Replace `apiEndpoint`, `apiKey` and `embeddingModelDeploymentName` with values from your Azure OpenAI instance.

In [2]:
#r "nuget: Azure.AI.OpenAI, 1.0.0-beta.6"
#r "nuget: MathNet.Numerics, 5.0.0"

using System.IO;
using Azure.AI.OpenAI;
using Azure;
using MathNet.Numerics; 

//Define Azure OpenAI information
Uri apiEndpoint = new Uri("https://Your_Azure_OpenAI_API_endpoint");
string apiKey = "<<Your Azure OpenAI API key>>";
string embeddingModelDeploymentName = "<<your Azure OpenAI embedding deployment name>>";

AzureKeyCredential azureKeyCredential = new AzureKeyCredential(apiKey);
OpenAIClient openAIClient = new OpenAIClient(apiEndpoint, azureKeyCredential);

#!share --from c# openAIClient --as openAIClient
#!share --from c# embeddingModelDeploymentName --as embeddingModelDeploymentName


### Step 2: Create data

The data will be vectorized.
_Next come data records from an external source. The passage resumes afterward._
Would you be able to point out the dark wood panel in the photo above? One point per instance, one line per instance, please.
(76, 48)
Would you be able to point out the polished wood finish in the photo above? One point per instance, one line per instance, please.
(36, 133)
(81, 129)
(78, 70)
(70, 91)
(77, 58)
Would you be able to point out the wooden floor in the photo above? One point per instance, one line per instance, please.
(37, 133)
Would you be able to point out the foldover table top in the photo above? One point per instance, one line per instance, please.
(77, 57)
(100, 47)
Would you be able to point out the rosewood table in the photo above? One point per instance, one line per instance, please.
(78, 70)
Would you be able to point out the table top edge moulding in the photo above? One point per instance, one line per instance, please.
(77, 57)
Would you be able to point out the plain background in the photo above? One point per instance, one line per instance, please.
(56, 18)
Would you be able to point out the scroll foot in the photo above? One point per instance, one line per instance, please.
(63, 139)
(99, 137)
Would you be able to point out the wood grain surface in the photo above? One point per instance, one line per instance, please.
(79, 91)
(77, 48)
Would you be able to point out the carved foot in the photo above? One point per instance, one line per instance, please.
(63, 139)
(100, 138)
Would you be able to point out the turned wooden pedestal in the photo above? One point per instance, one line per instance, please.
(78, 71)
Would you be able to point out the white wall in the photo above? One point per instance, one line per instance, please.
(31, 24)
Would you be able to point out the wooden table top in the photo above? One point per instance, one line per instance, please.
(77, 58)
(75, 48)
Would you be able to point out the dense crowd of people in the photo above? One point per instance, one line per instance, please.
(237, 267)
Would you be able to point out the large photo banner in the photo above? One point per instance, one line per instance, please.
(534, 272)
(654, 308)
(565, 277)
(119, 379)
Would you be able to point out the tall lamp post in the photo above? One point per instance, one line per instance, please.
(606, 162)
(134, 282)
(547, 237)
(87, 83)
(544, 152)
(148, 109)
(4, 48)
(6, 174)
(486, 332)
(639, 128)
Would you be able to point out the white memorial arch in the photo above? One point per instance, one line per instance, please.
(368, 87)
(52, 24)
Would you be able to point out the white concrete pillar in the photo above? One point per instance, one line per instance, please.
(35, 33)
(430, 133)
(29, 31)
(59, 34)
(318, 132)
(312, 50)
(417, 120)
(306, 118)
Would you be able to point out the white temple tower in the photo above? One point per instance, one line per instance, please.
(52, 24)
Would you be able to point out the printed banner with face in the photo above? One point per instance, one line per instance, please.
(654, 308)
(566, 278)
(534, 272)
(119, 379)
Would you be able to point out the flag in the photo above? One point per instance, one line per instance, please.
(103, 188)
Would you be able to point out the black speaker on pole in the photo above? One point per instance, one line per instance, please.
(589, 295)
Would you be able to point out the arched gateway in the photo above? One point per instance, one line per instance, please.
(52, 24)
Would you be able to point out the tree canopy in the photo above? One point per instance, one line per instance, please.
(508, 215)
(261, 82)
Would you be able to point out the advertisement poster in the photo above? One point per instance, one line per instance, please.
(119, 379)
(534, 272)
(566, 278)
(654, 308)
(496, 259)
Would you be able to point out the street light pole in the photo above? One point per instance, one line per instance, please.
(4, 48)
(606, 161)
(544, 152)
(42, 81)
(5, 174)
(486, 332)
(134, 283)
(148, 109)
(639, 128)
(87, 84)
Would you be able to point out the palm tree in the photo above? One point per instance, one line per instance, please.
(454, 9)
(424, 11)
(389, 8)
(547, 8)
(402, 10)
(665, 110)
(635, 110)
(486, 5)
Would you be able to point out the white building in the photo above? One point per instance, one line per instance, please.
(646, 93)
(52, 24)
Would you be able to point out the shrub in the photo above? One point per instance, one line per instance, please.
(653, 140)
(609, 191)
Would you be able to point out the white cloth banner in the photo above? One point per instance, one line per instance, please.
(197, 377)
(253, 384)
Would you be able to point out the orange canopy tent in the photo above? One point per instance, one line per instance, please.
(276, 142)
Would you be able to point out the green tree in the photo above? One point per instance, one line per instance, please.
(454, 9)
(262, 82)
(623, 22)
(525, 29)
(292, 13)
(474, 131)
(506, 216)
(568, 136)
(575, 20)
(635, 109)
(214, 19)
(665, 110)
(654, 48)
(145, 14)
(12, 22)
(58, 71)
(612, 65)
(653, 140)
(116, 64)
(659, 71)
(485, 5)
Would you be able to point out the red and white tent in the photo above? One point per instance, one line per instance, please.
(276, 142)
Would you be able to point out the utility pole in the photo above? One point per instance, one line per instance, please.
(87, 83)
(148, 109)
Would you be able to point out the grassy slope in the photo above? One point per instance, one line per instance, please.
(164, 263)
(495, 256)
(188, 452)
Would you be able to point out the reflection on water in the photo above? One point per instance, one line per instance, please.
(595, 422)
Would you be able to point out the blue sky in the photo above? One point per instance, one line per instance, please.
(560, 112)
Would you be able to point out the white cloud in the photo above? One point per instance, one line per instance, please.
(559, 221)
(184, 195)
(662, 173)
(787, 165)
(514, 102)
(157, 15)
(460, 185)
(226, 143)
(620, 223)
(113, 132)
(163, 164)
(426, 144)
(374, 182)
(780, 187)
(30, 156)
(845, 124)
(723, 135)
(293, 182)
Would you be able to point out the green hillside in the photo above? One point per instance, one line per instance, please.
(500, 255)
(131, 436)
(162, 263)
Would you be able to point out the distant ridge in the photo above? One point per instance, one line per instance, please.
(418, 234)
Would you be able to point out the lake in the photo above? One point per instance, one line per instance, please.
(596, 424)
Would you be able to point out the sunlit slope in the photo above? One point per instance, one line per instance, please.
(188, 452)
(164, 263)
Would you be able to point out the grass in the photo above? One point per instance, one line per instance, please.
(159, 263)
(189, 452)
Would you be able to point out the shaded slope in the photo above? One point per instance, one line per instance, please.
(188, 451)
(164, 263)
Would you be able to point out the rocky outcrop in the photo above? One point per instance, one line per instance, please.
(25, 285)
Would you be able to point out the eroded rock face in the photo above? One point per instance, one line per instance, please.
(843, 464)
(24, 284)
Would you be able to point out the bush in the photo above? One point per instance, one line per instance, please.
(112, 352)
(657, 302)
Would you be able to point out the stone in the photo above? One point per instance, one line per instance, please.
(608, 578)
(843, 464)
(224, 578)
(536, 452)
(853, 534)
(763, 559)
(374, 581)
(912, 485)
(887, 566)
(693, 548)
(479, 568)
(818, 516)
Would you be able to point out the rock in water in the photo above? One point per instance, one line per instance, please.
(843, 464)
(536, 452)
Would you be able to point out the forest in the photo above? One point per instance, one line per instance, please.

It is composed of 

  - "ideal data" copied from the public ACI documentation availiable on the web,
  - "distracting data" from the public AKS documention available on the web
  - "distracting data" from [The Complete Works of William Shakespeare books](https://www.gutenberg.org/cache/epub/100/pg100.txt)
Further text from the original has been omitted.